The computer doesn't know to go to or try any other port. dnsmasq can't tell the computer to go to a specific port. Computer will always assume port 80/443.

If lighttpd (or any other webserver) isn't at that IP address listening to port 80/443, it will just give up, as there is no webpage available to display.

dnsmasq resolves only to an IP address, not to a port.

lighttpd (Pi-Hole webui), is just the pretty face for that IP address to display, when a domain is blocked.

devices connect to the network will always go to port 80/443.

Mcat12 · June 2, 2017, 5:52pm

Here, it looks like you are saying that dnsmasq is talking directly to lighttpd instead of the client processing dnsmasq's answer and querying lighttpd on the default port (80/443). Since dnsmasq cannot do this, this method is invalid.

Also, port forwarding/proxying would require a middleman between the Pi-hole and the client, which is currently not present in a home system.

DL6ER · June 2, 2017, 6:08pm

Yes. Let's assume my datacenter server IP is 1.2.3.4 and I request www.ads.com

dnsmasq will give me 1.2.3.4 and my browser will connect to port 80 of my server in the datacenter. There, the firewall intercepts that package and analyzes the packet.
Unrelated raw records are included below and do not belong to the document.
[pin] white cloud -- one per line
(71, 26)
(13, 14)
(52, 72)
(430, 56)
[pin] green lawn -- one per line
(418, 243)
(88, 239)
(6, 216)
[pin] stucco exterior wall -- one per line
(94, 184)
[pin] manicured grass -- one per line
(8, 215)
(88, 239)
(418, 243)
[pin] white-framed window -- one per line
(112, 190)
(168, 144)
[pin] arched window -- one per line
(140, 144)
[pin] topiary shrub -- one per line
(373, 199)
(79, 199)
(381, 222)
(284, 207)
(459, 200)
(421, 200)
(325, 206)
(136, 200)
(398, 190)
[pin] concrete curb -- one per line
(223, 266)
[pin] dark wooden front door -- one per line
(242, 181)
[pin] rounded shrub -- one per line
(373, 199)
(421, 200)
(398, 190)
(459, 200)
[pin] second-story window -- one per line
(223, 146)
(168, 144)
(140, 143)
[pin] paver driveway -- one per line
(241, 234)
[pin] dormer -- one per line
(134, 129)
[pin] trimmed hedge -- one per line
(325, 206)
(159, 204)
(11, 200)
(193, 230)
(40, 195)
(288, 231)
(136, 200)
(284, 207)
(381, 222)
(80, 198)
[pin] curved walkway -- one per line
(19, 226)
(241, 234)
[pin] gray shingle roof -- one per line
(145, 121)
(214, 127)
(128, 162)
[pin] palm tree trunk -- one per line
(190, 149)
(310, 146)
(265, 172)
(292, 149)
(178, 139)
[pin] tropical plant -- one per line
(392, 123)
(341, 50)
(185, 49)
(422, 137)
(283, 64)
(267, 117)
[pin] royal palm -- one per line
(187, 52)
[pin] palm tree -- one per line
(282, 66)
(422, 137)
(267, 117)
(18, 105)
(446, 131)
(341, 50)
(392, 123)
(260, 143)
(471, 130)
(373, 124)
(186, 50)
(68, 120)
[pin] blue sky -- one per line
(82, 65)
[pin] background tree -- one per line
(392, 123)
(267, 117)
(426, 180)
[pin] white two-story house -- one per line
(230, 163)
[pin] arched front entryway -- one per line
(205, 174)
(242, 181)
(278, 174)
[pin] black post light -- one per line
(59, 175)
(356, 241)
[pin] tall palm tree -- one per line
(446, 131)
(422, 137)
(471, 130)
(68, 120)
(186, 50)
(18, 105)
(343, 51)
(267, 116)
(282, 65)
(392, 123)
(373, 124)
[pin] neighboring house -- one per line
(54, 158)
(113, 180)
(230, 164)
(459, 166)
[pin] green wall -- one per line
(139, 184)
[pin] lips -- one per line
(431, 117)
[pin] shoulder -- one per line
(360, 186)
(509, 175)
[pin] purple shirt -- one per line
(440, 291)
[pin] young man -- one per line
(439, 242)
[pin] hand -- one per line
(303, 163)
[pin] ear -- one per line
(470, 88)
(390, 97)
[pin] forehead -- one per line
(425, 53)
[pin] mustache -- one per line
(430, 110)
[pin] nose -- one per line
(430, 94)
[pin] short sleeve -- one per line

The trick is now, that the hostname is included in the initial handshake to support servers which have multiple host names (with different certificates) on the same IP address (SNI, Server Name Indication). Accordingly, a HTTP header will look like:

GET /
Host: www.ads.com

Note that this imposes no limitations when thinking about HTTPS, because the first message from the client (ClientHello), that is before any identification and key exchange is done, is always transported in the clear.

The firewall can now decide what to do with the package - if the Host record matches an ad domain, it can silently forward it to port 1234 where out blocking page is waiting. If, however, the Host record does not match any configured domain, we know that the user wants to connect to the server itself, i.e. whatever there might be waiting on port 80.

SunderRaj · June 2, 2017, 6:34pm

Nop. I never said this. In fact, as you could see my message to @deathbybandaid, I clarified that this is just the wrong thought.

DNSmasq uses - or could use - UDP protocol. After the domain resolution, the hypertext transfer protocol story changes to a TCP/IP Protocol@80/443 (or any other). Here, when there is a change in the protocol, how could I ever dare to make such a fundamental mistake?

Oops, did you mean to say a device? But port forwarding could be done by some configuration with some binaries existing in a linux env.

Yes. After the IP address is returned by dnsmasq on UDP protocoll, the IP is written in the TCP/IP Packet for the "hopping journey" to begin with the defined destination of that IP.

Well, that the tricky part of it. This would be "kind of " web content filtering.

To be honest, here, I have only some basic knowledge. So I need to inform myself on this. DL6ER, somehow all what you are writing above appears convincing and promising. Thus, I would NOT neglect this idea without a proper and through investigation.

DL6ER · June 2, 2017, 6:40pm

I'm interested in seeing what you may come up with. As already said my major concern at this point is that I don't know what may happen to the performance of IPTables if we would install tens of thousands (or even worse) rules, each requiring a packet inspection.

So, although the idea is promising, I'm really holding back with my expectations. I should note that I have had another idea to tackle the issue, but that goes a whole different way (e.g. lighttpd would still sit on port 80 and neither OpenVPN nor a firewall is part of the plan) and needs a lot more research on my side.